Phillies 5, Dodgers 1 (Philadelphia wins series, 4-1)
Congratulations, Philadelphia. Not only are you the city of the funniest show on TV, but your Phillies are the 2008 National League Champions, and they've done it by simply beating out good teams all year.
They beat out the Mets to win the NL East, they beat (a banged-up, yes) Brewers team in the NLDS, and they outplayed a strong Dodger team on a hell of a run in the NLCS to win in five games.
Cole Hamels won the NLCS MVP award, and deservedly so, but Shane Victorino was probably the breakout player of the series.
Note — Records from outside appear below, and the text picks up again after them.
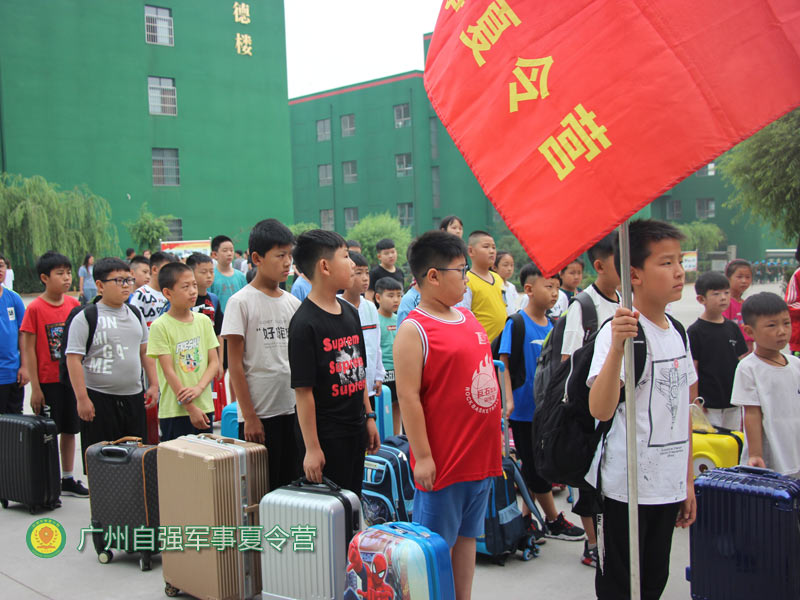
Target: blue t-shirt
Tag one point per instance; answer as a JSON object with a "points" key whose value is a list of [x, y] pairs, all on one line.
{"points": [[535, 335], [12, 309], [225, 287], [300, 288], [408, 303]]}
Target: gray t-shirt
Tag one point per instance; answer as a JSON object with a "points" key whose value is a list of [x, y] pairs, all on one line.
{"points": [[113, 364]]}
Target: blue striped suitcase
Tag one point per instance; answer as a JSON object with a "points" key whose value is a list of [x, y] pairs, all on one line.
{"points": [[746, 540], [399, 560]]}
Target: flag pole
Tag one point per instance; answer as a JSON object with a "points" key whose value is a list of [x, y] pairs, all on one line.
{"points": [[630, 418]]}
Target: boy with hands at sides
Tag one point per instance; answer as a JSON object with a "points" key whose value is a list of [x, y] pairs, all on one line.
{"points": [[449, 398], [663, 427], [256, 328], [328, 369], [184, 344]]}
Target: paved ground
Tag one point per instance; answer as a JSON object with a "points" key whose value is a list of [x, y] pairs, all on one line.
{"points": [[556, 573]]}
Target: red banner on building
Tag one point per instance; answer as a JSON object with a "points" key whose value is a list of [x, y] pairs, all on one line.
{"points": [[575, 114]]}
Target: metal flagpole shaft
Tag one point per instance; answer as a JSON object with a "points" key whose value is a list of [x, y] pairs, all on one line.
{"points": [[630, 418]]}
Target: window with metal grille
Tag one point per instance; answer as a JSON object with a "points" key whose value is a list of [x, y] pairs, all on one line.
{"points": [[158, 26], [706, 208], [326, 219], [402, 115], [405, 214], [350, 217], [162, 95], [325, 175], [350, 171], [403, 166], [166, 168], [323, 130], [348, 125]]}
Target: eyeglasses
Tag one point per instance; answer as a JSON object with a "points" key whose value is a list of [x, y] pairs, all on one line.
{"points": [[120, 281], [463, 270]]}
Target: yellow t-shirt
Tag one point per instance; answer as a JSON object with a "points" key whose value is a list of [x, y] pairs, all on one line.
{"points": [[188, 345], [487, 303]]}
He's earning himself a lot of fans this postseason, and I'm one of them.
It's the first Phillies World Series appearance since 1993, of course, the year Mitch Williams served one up to Joe Carter. They've had numerous disappointments since then, and finally, they have surpassed expectations instead of falling short of them. The Phillies are going to the World Series.
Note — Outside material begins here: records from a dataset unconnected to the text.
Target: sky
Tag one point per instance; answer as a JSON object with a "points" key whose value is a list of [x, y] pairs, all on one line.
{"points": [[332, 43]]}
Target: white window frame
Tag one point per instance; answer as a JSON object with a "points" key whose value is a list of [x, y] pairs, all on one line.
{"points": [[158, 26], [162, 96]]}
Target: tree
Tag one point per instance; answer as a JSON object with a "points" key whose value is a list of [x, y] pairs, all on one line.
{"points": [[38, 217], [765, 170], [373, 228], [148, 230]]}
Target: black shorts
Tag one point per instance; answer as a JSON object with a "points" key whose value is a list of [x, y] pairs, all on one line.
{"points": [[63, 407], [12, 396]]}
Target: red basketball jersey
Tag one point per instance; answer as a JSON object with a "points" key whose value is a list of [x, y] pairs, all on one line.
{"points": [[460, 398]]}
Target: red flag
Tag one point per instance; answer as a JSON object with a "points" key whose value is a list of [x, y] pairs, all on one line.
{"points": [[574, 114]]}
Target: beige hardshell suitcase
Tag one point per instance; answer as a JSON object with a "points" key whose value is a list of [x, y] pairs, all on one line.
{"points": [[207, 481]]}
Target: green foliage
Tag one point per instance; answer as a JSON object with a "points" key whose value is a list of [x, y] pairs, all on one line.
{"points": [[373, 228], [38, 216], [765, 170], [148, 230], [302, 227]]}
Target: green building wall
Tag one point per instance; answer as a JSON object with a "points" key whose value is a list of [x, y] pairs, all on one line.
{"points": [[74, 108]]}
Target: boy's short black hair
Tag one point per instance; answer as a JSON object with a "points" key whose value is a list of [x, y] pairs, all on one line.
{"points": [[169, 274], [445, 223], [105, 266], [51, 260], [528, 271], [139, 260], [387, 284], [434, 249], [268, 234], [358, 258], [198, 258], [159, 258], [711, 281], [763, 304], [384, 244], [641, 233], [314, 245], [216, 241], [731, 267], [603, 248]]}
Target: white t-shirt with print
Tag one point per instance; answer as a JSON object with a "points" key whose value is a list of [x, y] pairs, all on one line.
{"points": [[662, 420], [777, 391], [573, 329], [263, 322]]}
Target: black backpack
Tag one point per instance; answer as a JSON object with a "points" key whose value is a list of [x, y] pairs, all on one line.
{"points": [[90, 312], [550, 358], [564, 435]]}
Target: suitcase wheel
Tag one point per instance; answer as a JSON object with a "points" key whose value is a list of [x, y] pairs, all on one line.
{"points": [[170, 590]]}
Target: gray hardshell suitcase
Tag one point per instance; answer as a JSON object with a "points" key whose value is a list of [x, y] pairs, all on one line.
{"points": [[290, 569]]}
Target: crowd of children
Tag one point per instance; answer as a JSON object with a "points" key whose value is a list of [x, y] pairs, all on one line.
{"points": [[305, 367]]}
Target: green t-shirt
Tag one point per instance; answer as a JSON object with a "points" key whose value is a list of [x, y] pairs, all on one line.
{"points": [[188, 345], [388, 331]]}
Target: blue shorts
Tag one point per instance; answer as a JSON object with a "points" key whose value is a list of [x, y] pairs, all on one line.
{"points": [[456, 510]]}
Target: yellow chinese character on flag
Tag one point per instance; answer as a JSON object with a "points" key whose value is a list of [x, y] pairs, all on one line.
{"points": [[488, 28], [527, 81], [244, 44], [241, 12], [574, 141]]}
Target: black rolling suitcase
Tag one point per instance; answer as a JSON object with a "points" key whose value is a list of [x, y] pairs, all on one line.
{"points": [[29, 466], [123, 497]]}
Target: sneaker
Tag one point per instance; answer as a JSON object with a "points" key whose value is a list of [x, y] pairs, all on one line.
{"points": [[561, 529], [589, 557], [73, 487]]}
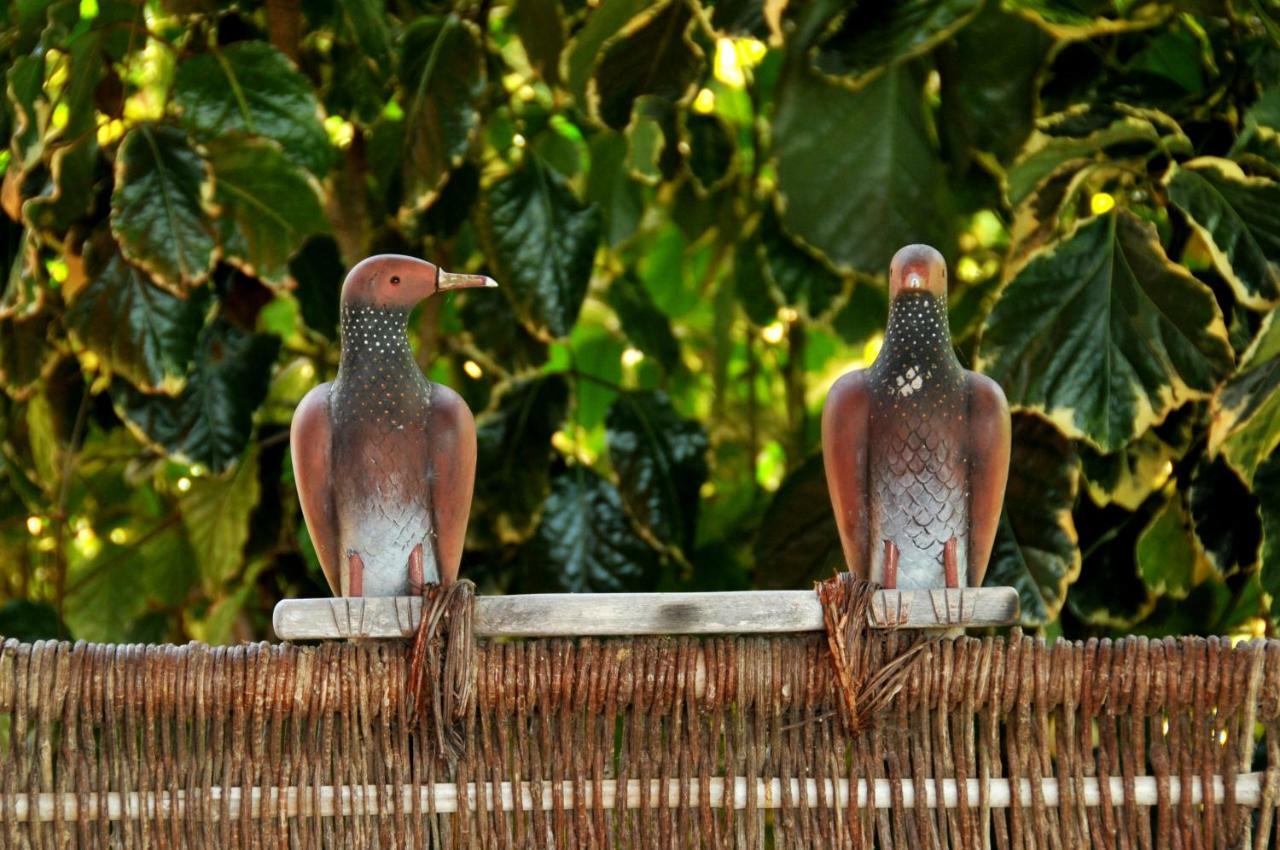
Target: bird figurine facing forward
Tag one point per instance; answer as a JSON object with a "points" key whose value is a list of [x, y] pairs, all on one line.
{"points": [[915, 447], [384, 458]]}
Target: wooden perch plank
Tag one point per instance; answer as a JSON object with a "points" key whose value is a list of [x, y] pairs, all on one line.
{"points": [[758, 612], [369, 799]]}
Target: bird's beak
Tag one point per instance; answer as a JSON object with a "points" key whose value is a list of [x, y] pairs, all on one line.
{"points": [[447, 280]]}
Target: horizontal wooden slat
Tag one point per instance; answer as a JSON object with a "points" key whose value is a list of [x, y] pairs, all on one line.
{"points": [[644, 613], [369, 799]]}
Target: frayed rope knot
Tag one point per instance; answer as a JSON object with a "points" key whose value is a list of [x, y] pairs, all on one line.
{"points": [[867, 684], [440, 665]]}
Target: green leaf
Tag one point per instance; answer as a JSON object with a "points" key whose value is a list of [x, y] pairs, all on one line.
{"points": [[990, 81], [796, 543], [711, 149], [1166, 551], [251, 87], [740, 18], [584, 51], [159, 211], [1088, 132], [1239, 219], [210, 421], [1261, 133], [1110, 592], [543, 243], [138, 330], [1266, 487], [318, 272], [801, 279], [661, 460], [513, 451], [873, 35], [117, 588], [611, 188], [1225, 517], [1132, 474], [585, 542], [366, 21], [443, 74], [26, 355], [1036, 548], [1246, 410], [644, 324], [268, 206], [31, 621], [1104, 334], [874, 144], [652, 55], [69, 190], [215, 512], [542, 31]]}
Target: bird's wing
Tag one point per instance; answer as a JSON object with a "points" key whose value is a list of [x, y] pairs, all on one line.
{"points": [[844, 451], [988, 469], [310, 444], [452, 471]]}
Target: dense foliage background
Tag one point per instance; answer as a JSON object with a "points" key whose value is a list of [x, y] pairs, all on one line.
{"points": [[690, 209]]}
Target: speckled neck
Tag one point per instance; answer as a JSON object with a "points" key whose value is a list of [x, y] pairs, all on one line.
{"points": [[918, 341], [374, 339]]}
Big up to the Los Angeles Dodgers, too. Their manhandling of the heavily-favored Cubs was near-unforgettable but for how brief it was, and they played hard this series. I still say they didn't play poorly save for Billingsley, but they just weren't good enough. Manny Ramirez alone can't do it all. Not even Manny Ramirez and pitching can do it all in the playoffs.
It seemed somewhat fitting to me that Nomar Garicaparra, who has floated around, losing, his entire career, made the final out, but even more fitting was that with a 5-1 deficit and Nomar at the plate with a man on, even Nomar getting on meant little, as the Dodgers were down to Juan Pierre in the on-deck circle. If only Andruw Jones could've come up and struck out to end it.
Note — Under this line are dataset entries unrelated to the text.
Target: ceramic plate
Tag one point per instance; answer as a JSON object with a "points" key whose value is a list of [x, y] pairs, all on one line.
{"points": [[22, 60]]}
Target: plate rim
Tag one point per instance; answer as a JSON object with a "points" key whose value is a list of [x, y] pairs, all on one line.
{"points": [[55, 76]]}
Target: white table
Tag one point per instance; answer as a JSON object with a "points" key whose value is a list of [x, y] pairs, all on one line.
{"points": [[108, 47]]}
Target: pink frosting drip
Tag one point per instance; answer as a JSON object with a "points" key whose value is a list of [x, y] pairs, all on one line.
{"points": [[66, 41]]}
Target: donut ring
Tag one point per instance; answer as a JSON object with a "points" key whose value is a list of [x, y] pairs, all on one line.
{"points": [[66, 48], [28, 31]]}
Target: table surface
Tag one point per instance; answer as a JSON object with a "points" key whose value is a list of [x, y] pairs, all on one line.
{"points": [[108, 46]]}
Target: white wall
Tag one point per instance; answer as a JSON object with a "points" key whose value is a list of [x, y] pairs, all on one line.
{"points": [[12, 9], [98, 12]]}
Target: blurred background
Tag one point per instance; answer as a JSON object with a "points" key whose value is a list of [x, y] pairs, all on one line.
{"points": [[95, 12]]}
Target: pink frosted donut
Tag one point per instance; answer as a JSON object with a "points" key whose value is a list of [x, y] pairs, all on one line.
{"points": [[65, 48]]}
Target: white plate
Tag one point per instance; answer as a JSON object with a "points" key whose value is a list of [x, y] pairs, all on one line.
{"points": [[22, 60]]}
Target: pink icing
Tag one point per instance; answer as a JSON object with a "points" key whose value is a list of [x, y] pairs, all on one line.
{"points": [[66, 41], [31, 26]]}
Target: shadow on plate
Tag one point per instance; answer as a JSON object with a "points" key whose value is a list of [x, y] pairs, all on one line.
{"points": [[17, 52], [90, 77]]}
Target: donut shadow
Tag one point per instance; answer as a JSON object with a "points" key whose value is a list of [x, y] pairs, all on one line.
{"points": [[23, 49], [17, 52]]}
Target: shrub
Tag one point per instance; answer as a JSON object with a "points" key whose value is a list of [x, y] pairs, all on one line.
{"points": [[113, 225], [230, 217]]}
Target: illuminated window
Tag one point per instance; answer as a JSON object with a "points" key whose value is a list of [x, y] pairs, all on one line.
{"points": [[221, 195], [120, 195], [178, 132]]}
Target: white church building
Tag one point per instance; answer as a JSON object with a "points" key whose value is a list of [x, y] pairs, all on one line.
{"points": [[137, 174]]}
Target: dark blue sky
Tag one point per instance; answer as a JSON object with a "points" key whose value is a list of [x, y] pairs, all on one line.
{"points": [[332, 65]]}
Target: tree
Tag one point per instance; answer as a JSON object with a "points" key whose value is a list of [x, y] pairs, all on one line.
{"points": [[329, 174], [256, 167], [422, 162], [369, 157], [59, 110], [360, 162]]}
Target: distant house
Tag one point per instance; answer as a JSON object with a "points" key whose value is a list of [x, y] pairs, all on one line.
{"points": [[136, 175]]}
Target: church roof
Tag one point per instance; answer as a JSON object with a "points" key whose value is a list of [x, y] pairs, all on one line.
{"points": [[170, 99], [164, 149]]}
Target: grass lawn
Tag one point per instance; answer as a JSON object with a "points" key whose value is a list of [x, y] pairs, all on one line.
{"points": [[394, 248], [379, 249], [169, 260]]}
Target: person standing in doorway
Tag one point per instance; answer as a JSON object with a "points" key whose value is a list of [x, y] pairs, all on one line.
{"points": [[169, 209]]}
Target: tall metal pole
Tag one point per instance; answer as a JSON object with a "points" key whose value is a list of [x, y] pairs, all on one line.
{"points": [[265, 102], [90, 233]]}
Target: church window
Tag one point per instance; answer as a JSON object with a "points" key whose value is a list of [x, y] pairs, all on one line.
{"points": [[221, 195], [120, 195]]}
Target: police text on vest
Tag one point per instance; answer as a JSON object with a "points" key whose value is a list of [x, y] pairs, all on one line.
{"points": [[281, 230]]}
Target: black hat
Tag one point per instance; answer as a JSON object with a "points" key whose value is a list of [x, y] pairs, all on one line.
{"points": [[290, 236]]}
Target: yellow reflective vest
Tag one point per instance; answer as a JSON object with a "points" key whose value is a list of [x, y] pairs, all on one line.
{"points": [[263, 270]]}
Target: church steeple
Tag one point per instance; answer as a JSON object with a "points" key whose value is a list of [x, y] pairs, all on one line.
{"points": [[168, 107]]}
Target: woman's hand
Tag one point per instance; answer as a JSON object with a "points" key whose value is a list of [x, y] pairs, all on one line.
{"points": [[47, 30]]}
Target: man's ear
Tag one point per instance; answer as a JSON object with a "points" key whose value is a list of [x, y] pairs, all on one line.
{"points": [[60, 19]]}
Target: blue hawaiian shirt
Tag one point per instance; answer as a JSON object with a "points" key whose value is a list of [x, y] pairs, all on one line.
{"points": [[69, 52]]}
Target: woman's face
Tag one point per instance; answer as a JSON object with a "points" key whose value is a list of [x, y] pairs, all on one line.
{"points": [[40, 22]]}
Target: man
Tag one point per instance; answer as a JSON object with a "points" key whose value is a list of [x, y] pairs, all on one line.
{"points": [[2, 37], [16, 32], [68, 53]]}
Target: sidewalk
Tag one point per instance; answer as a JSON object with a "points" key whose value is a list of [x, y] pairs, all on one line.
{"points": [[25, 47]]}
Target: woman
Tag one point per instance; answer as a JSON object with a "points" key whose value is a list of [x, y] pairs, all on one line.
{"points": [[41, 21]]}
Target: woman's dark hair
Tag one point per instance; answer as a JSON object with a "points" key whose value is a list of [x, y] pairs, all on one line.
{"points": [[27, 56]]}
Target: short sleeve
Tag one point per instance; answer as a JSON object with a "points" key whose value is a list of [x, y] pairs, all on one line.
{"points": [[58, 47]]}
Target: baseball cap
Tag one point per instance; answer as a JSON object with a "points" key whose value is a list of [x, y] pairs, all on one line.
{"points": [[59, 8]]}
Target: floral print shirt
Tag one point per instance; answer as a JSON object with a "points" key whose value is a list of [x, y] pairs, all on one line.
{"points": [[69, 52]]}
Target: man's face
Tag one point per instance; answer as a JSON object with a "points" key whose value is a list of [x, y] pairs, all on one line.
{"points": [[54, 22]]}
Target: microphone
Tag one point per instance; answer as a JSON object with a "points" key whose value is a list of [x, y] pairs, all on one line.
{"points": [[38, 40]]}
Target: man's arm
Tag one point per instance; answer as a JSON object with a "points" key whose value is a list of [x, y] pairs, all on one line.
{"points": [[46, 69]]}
Dodger Stadium played this track as soon as it all ended, which I thought was classy and deserving of their team's battle to emerge from a crap division and become a good team when it counted. They were a poorly-constructed team, honestly, but filled their ranks well enough to make it this far. Jones and Pierre will continue to haunt the checkbook, and Manny may never wear Dodger blue again, and guys like Kent and Maddux should probably retire, but they worked hard. Even Tommy LaSorda could appreciate the "try hard" factor of these guys.
Corny? Sentimental? Sure. But it's a sentimental game.